Senti o meu rosto corar de vergonha tendo que admitir. – A ma-Val…, mas não foi nada demais.
– E como ela fez essa marca no seu pescoço? – Glória perguntou.
– Apertando.
– Apertando você quis dizer enforcando?! – Theo perguntou incrédulo.
– Espera aí gente… calma, vocês estão nervosos, – Glória disse. – Você está dizendo que a sua namorada te enforcou, certo? E foi consensual? Você queria ser enforcada?
Eu não sabia responder. Por que eu iria querer ser enforcada? Faz dodói!
– Por acaso ela já fez algo mais?
– Algo mais?
Será que a Laris queria saber das coisinhas de adultos? Mas, mas… eu não quero falar disso. Isso é coisinha para Clarice grande. Eu quero a minha maman!
– E então, Clara. Estamos esperando…
– Eu num quero falar disso. Não quero!
Theo se levantou e veio me abraçar. – Ei, nanica. Está tudo bem. Não precisa ficar assustada ou com medo.
O abraço do Theo não era como o da maman e não era exatamente o que eu queria agora. Podia ser bom, mas o da maman era melhor e eu queria o dela. Eu precisava do dela. E como não tinha, o vazio no peito parecia ficar maior.
– Não chora, – Theo tentou me consolar. – Está tudo bem. Nós estamos aqui com você.
– Mas eu quero a maman!
– Desculpa, o que?!
– Mamãe?
– Você quer a sua mamãe? – Afirmei com a cabeça. Laris e Theo se entreolharam preocupados. – Clari… a sua mamãe, ela… ela está muito longe agora, ela não pode vir até aqui…, mas… você tem a nós e nós vamos cuidar de você e te proteger, okay?
– O que você quer dizer com ela tá longe? Para onde ela foi? Cadê a maman?!

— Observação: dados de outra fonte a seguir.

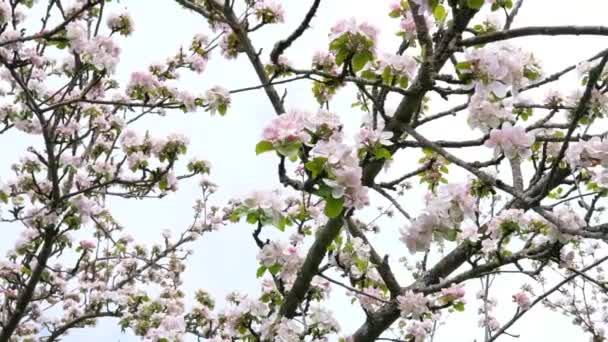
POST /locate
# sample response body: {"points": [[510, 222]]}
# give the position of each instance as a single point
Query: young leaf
{"points": [[333, 206], [263, 146]]}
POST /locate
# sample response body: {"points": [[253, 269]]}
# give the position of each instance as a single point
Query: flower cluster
{"points": [[443, 213], [498, 68], [486, 114], [269, 11], [513, 141]]}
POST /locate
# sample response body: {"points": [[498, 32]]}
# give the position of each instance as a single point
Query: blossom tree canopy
{"points": [[519, 198]]}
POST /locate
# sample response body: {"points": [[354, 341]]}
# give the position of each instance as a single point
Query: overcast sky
{"points": [[225, 261]]}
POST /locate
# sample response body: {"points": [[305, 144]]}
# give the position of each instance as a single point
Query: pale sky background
{"points": [[225, 261]]}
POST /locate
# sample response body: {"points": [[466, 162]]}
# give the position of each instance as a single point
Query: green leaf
{"points": [[289, 150], [360, 59], [163, 184], [222, 109], [475, 4], [282, 223], [459, 306], [368, 74], [383, 153], [440, 13], [333, 206], [252, 218], [263, 146], [387, 76], [260, 272], [274, 269], [464, 66], [316, 166], [341, 56]]}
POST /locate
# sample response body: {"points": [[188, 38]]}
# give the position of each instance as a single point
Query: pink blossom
{"points": [[514, 142], [87, 244], [414, 304], [522, 300], [269, 11], [453, 292]]}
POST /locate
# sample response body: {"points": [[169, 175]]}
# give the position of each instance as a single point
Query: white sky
{"points": [[225, 261]]}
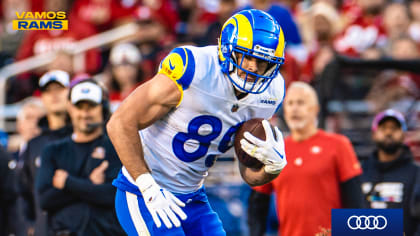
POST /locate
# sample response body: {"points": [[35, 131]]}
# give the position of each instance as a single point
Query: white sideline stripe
{"points": [[133, 208]]}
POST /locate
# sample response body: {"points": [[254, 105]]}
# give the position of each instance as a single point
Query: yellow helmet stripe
{"points": [[280, 46], [230, 21], [245, 33]]}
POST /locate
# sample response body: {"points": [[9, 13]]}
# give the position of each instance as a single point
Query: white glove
{"points": [[160, 202], [270, 152]]}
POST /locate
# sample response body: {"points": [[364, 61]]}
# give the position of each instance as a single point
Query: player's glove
{"points": [[160, 202], [270, 152]]}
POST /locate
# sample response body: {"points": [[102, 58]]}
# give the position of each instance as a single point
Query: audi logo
{"points": [[367, 222]]}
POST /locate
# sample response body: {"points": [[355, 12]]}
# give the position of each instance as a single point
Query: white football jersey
{"points": [[183, 145]]}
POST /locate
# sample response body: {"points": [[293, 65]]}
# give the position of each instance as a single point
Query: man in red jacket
{"points": [[322, 174]]}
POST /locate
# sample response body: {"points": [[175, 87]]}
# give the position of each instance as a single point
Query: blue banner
{"points": [[371, 222]]}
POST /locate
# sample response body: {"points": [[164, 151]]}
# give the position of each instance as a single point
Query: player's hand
{"points": [[270, 152], [160, 202], [97, 176]]}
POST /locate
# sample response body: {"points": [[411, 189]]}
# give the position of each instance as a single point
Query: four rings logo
{"points": [[367, 222]]}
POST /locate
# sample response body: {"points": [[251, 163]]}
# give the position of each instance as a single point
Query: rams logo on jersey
{"points": [[179, 66]]}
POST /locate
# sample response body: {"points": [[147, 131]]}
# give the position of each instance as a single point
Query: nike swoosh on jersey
{"points": [[171, 66], [278, 153]]}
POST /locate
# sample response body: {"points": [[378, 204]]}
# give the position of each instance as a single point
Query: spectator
{"points": [[226, 9], [26, 126], [126, 73], [8, 195], [74, 180], [285, 19], [55, 125], [414, 28], [10, 39], [392, 87], [37, 42], [365, 28], [396, 20], [389, 175], [323, 173]]}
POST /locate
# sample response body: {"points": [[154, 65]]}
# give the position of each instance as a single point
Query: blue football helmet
{"points": [[251, 33]]}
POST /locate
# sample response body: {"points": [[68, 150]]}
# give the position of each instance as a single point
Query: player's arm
{"points": [[270, 152], [143, 107]]}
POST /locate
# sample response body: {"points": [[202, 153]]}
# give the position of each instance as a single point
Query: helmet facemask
{"points": [[252, 82]]}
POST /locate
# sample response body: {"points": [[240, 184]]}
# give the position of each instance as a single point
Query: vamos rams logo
{"points": [[49, 20]]}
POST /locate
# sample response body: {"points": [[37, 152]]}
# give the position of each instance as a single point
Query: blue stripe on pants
{"points": [[202, 220]]}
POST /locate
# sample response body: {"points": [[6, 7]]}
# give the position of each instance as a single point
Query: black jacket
{"points": [[392, 185], [31, 162], [8, 195], [81, 207]]}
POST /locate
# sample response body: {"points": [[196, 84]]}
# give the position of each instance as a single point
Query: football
{"points": [[254, 126]]}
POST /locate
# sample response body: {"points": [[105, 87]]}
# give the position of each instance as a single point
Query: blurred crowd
{"points": [[315, 30]]}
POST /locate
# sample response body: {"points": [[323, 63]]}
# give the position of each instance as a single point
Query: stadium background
{"points": [[362, 56]]}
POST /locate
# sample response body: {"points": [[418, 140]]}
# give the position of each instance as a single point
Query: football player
{"points": [[169, 131]]}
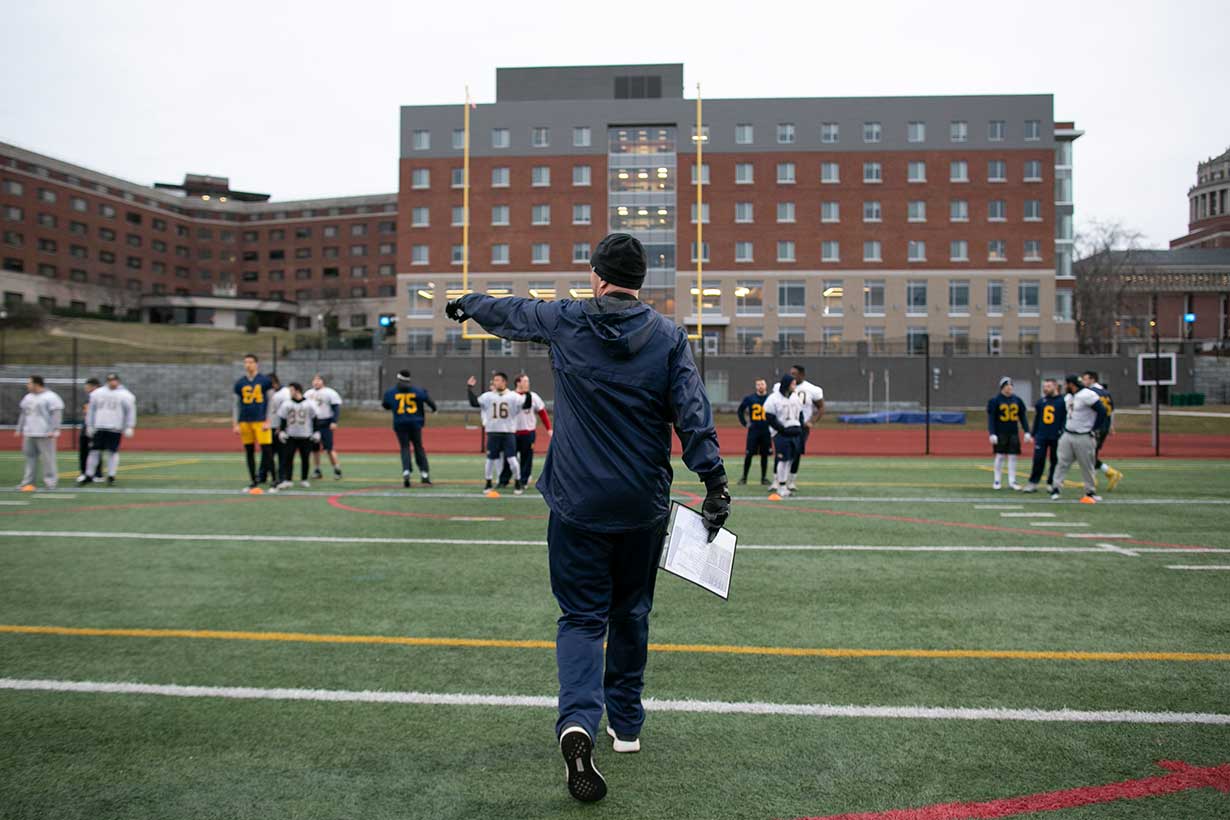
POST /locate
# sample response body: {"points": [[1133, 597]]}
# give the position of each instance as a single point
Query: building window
{"points": [[791, 298], [873, 298], [994, 298]]}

A maman deixou eu? Ela abandonou o neném? Mas ela… ela não… ela não pode deixar eu!
O coração do neném estava fazendo dodói. E agora era como se estivesse tentando preencher o vazio do meu peito com lágrimas, mas o fundo furado não deixava encher. Por que a maman num quer mais eu? Ela num ama mais o neném? Ela num quer saber d’eu?!
– Oh, meu deus. Não fica assim, bebê – Theo me apertou contra o seu peito e eu afundei o rosto em sua camisa chorando aos soluços. – Eu sei que dói, mas vai passar. Vai passar…

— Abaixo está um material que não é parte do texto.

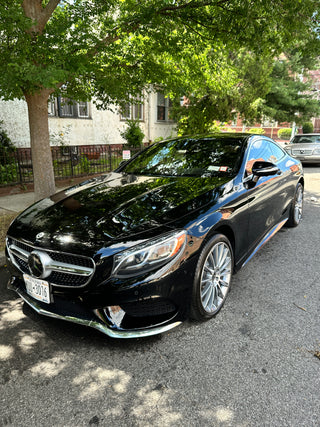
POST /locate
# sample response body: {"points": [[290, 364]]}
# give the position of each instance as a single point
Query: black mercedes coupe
{"points": [[135, 252]]}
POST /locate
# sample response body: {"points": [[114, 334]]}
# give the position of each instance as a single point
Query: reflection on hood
{"points": [[117, 205]]}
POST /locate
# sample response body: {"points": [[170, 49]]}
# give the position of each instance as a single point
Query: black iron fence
{"points": [[68, 162]]}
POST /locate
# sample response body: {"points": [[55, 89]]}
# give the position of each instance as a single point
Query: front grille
{"points": [[66, 270], [302, 152]]}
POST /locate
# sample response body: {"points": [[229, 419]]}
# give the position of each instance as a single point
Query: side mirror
{"points": [[261, 168]]}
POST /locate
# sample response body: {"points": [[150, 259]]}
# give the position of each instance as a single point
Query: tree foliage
{"points": [[110, 49]]}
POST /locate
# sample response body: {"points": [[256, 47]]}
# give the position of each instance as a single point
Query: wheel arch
{"points": [[227, 231]]}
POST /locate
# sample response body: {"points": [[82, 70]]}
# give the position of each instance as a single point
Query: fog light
{"points": [[115, 314]]}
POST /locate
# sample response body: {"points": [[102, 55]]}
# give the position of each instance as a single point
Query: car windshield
{"points": [[212, 156], [306, 139]]}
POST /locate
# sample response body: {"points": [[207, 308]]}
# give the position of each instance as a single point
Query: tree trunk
{"points": [[44, 184]]}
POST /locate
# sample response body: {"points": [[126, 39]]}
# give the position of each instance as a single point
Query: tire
{"points": [[212, 278], [295, 214]]}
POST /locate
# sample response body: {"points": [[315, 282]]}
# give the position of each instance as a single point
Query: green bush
{"points": [[307, 127], [133, 134], [259, 131], [8, 173], [6, 145], [284, 133]]}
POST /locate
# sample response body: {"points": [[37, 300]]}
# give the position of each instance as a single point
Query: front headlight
{"points": [[148, 255]]}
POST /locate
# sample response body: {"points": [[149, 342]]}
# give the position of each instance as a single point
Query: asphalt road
{"points": [[254, 365]]}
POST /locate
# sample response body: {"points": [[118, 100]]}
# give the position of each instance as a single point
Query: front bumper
{"points": [[92, 322]]}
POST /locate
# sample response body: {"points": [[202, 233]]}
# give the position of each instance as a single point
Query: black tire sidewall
{"points": [[291, 220]]}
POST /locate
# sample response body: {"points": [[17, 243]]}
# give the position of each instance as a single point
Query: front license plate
{"points": [[37, 288]]}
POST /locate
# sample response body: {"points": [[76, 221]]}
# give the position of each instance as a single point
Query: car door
{"points": [[267, 196]]}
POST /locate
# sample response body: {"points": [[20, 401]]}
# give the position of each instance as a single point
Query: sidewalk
{"points": [[14, 203]]}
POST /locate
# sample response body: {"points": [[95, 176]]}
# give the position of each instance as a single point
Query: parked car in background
{"points": [[135, 252], [305, 147]]}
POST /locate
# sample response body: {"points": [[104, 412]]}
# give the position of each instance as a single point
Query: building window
{"points": [[163, 107], [66, 107], [133, 110]]}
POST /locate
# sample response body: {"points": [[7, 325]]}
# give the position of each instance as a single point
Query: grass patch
{"points": [[5, 221]]}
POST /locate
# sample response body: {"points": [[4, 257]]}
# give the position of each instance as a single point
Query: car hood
{"points": [[112, 208]]}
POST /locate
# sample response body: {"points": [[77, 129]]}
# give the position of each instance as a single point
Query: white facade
{"points": [[101, 127]]}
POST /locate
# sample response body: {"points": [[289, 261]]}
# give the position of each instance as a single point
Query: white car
{"points": [[305, 147]]}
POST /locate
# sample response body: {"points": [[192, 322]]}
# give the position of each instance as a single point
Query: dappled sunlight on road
{"points": [[153, 404], [28, 340], [51, 367], [93, 380], [6, 351], [219, 415], [11, 313]]}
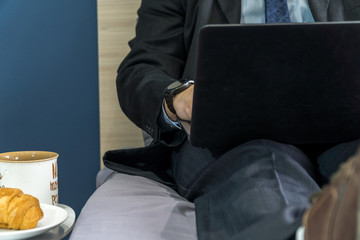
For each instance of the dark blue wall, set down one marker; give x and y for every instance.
(49, 87)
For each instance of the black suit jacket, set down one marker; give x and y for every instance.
(164, 50)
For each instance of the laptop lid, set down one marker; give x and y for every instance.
(292, 83)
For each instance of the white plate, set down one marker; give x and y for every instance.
(53, 216)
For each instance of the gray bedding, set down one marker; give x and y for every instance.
(132, 207)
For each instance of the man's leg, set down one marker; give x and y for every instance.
(258, 190)
(335, 212)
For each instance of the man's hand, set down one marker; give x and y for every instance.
(183, 105)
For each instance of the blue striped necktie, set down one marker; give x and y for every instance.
(276, 11)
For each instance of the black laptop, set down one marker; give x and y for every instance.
(292, 83)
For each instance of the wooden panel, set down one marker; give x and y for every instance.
(116, 26)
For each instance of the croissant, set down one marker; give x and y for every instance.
(18, 210)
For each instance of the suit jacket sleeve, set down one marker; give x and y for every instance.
(156, 59)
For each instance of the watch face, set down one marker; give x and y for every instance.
(174, 85)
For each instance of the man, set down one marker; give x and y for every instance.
(257, 190)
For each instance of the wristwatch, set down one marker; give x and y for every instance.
(173, 89)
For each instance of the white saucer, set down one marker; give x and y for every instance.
(53, 216)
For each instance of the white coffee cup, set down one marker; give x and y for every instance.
(33, 172)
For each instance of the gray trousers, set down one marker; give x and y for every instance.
(257, 190)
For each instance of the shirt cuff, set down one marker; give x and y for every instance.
(165, 123)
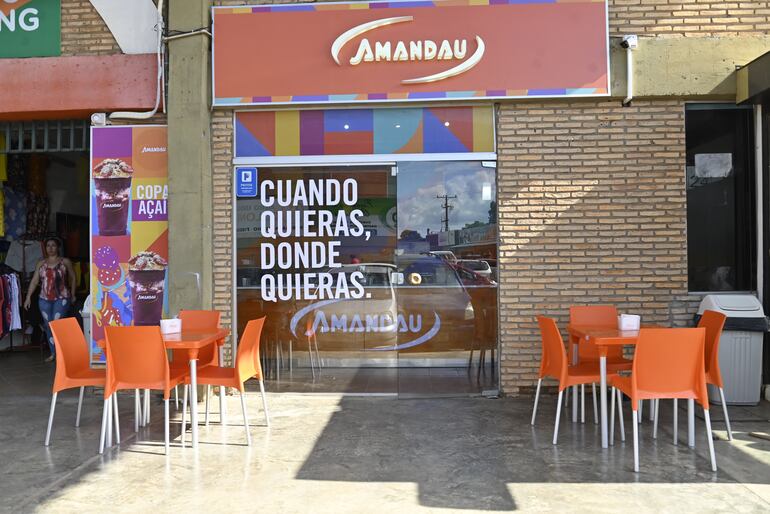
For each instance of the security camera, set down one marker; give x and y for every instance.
(99, 119)
(630, 42)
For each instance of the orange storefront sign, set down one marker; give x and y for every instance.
(418, 50)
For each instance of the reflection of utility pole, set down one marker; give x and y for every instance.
(447, 208)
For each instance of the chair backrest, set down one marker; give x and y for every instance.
(199, 320)
(71, 351)
(553, 362)
(247, 360)
(597, 316)
(136, 359)
(713, 322)
(669, 363)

– Num vai passar! Não vai! Liga pra ela! Liga!
– Clarice…
– Me dá o meu celular. Se eu ligar, ela vai atender. Ela sempre me atende eu!

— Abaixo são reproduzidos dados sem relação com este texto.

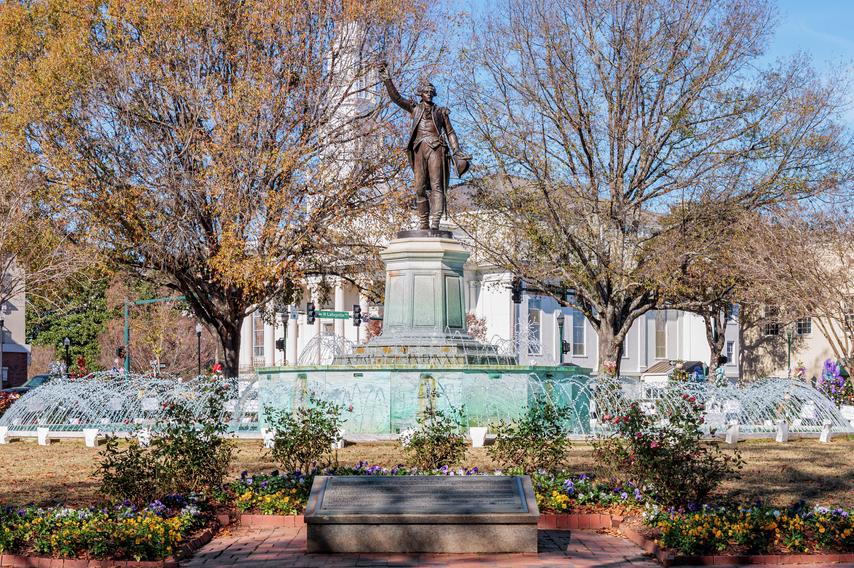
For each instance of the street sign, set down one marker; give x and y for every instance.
(331, 314)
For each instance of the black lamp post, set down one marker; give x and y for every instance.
(67, 343)
(199, 347)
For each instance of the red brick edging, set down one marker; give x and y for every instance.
(188, 548)
(598, 521)
(667, 558)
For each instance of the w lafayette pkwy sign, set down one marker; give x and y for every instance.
(332, 314)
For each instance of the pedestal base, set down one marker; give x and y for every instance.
(425, 315)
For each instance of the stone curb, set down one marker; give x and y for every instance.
(669, 559)
(187, 549)
(271, 521)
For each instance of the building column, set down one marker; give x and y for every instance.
(361, 331)
(269, 344)
(339, 306)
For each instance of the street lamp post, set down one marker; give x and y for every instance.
(199, 347)
(789, 332)
(2, 340)
(67, 343)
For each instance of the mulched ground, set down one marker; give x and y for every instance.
(779, 473)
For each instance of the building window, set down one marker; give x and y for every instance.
(733, 313)
(535, 316)
(848, 318)
(772, 325)
(661, 334)
(257, 336)
(579, 348)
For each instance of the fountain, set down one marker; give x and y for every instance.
(424, 358)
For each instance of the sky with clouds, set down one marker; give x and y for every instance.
(823, 29)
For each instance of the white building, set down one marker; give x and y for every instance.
(14, 350)
(656, 336)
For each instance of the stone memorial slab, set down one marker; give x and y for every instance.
(471, 514)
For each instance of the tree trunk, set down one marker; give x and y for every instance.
(610, 346)
(229, 336)
(715, 323)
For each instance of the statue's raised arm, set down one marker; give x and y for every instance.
(406, 104)
(430, 146)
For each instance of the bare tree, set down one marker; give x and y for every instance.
(36, 253)
(214, 145)
(804, 268)
(598, 116)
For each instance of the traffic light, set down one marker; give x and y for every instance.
(516, 290)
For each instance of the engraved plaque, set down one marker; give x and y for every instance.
(454, 301)
(430, 495)
(424, 301)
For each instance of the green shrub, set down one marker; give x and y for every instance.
(437, 441)
(189, 454)
(537, 440)
(303, 438)
(669, 457)
(194, 454)
(131, 473)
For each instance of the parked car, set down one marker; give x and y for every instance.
(34, 382)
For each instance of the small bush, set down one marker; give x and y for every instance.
(194, 454)
(437, 441)
(131, 473)
(190, 454)
(537, 440)
(669, 458)
(303, 438)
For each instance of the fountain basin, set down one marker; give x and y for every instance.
(386, 399)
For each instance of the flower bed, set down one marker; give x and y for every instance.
(121, 532)
(753, 530)
(287, 493)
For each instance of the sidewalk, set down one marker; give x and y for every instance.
(285, 547)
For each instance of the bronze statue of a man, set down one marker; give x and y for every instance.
(429, 154)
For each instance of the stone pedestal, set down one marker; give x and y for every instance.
(424, 321)
(424, 288)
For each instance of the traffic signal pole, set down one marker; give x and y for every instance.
(127, 306)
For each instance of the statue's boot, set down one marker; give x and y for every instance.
(423, 213)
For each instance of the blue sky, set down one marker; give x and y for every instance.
(823, 29)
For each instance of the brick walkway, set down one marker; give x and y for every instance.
(249, 548)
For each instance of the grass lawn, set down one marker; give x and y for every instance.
(781, 473)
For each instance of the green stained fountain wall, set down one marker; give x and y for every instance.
(389, 400)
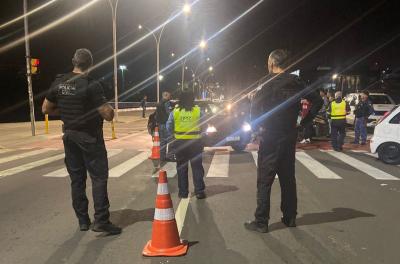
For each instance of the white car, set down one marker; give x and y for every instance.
(386, 138)
(381, 103)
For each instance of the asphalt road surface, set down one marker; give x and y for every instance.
(348, 207)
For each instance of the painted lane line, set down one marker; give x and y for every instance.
(5, 150)
(219, 167)
(128, 165)
(61, 173)
(30, 165)
(23, 155)
(319, 170)
(169, 168)
(180, 214)
(255, 157)
(362, 166)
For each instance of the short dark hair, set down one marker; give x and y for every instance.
(82, 59)
(280, 58)
(365, 92)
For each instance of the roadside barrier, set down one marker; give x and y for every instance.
(155, 151)
(165, 240)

Ao invés de ligarem para maman, Theo me levou para o sofá e me fez deitar em seu colo. Será que ele não entendeu que não é a minha Val e não vai funcionar? Eu quero ela! O colo dela!
Eu quero a minha maman!
« V A L K Y R I E »
Uns quinze minutos depois que a reunião começou, meu celular começou a vibrar em meu bolso. Esperava que fosse a minha pequena para falar algo, provavelmente pedindo para lhe levar alguma coisa e por isso logo tratei de verificar o que era. Para o meu pavor, a mensagem que recebi era de Damien, o chauffeur, avisando que a Clarice ainda não havia aparecido por lá.
Eu sequer havia me recuperado do primeiro desaparecimento de Clarice e já estava sendo presenteada com outro. Dessa vez, porém, o mistério foi facilmente solucionado apenas com o registro das catracas dos elevadores.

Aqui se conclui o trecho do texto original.